スマホ決済でストレス軽減、独自センサで健康サポートも

アジア最大級の家電・デジタルテクノロジーの見本市「CEATEC(シーテック)JAPAN2018」が千葉県の幕張メッセで開催された。IoTやAIがさまざまな製品やサービスに導入されることによる快適な暮らしが見えてきた。

アジア最大級の家電やデジタルテクノロジーの見本市「CEATEC JAPAN 2018」が10月16日から4日間、千葉県の幕張メッセで開催され大きな注目を集めた。かつては「家電ショー」と言われたシーテックだが、2016年に「脱・家電見本市」を宣言。近年は様々な産業と業種の“共創”によるビジネスの創出を目指す場として家電や通信、自動車や金融など様々な業界が参加する展示会となっている。

CEATEC JAPAN 2018には昨年より多い725社/団体が出展した

19年目となる今年の出展社数は昨年より多い725社/団体、初出展は345社/団体にも及んだ。出展社数は過去最低であった2015年の531社から右肩上がりに推移している。今年はフィンテックへの傾斜を強めるメガバンクなど例年以上に異業種企業の参入が目立った。

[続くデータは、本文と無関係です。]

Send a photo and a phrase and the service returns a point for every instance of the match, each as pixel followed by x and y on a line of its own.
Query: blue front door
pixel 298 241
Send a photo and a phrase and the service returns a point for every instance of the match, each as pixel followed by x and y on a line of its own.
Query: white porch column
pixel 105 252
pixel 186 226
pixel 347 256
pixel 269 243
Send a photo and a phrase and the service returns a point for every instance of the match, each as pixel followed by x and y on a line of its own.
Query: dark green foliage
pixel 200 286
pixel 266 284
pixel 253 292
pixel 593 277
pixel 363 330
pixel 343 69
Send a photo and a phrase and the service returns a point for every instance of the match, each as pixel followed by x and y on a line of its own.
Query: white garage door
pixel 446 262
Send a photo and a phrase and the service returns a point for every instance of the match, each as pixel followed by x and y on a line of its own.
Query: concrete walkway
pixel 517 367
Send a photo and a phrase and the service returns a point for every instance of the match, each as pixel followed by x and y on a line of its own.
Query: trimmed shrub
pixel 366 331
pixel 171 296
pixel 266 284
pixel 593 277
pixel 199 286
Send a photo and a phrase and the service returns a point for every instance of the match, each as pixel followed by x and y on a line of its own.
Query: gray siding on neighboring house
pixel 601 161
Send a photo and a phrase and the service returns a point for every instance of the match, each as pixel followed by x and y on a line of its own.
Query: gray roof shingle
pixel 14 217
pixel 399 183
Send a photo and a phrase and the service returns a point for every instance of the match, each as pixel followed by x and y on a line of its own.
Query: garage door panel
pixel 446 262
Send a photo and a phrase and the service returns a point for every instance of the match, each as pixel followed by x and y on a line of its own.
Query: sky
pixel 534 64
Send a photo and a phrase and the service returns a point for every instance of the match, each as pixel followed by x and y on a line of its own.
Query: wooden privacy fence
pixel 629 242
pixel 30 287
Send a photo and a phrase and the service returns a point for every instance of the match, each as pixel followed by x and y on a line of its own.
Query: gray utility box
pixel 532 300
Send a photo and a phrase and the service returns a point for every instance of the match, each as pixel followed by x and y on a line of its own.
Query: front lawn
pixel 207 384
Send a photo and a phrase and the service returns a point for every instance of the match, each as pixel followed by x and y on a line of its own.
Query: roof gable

例えば三菱UFJフィナンシャルグループは大きなブース内にグループ各社による20のサービスを展示した。中でもスマートフォンを使ってATMでの引き出しや振り込み手続きを簡略化するなどのサービス「mini(ミニ)」は来場者から高い関心を集めていた。

新エリアの設置で「つながる社会」を提案

シーテックが今年の展示で力を入れたのが「IoTタウン」をテーマにしたエリア。様々な業種・ジャンルの企業の出展により暮らしの変化を紹介、「つながる社会」を目指すシーテックを体現するエリアとしてアピールした。

そのなかで凸版印刷はスマートシティ化の基本インフラである無線ネットワークを提案した。少ない消費電力で数km単位の長距離通信を実現する無線通信技術「LPWA」を使ったハイパフォーマンス通信モジュール「ZETA」を展示。

同社技術で小型化・省電力化することでセキュリティも確保したZETAは、超狭帯域でメッシュネットワークと双方向通信を実現する規格なためIoTに適しているという。

LIXILは「生活にマッチしたIoT」をコンセプトにテレビの音声アシスタント機能を通じて複数の家電機器を一括で操作できるデモンストレーションを行った。

デモンストレーションでは、音声アシスタント機能を内蔵したソニーの4Kテレビ「BRAVIA KJ-75Z9F」に「ただいま」としゃべるだけで、テレビの音声アシスタント機能を通じてエアコンや照明などが一括で電源オンになる「アシストルール」機能を紹介した。

住宅内に設置した専用のホームユニットを通じてクラウドサービスと繋げることで、荷物が届いたときにスマホに通知する宅配ボックス「スマート宅配ポスト」も提案。

宅配ボックス内蔵のカメラで宅配事業者を確認できるため、すでに荷物がボックス内に入っていた場合でも外からスマホで宅配事業者を確認しボックスを解錠、複数個の荷物の受けとりができる。スマート宅配ポストなどの製品を通じて個人から社会に“繋がる”ことで快適な住生活づくりを進める。

住宅内に設置した専用のホームユニットを通じてクラウドサービスと繋げることで、荷物が届いたときにスマホに通知する宅配ボックス「スマート宅配ポスト」を提案したLIXIL

住宅IoTとして有望なヘルスケアコンテンツ

今年のシーテックでは「フィットネス/ヘルスケア」エリアが設けられたこともあり、ヘルスケア関連の製品・サービスは今まで以上に注目の出展が多かった。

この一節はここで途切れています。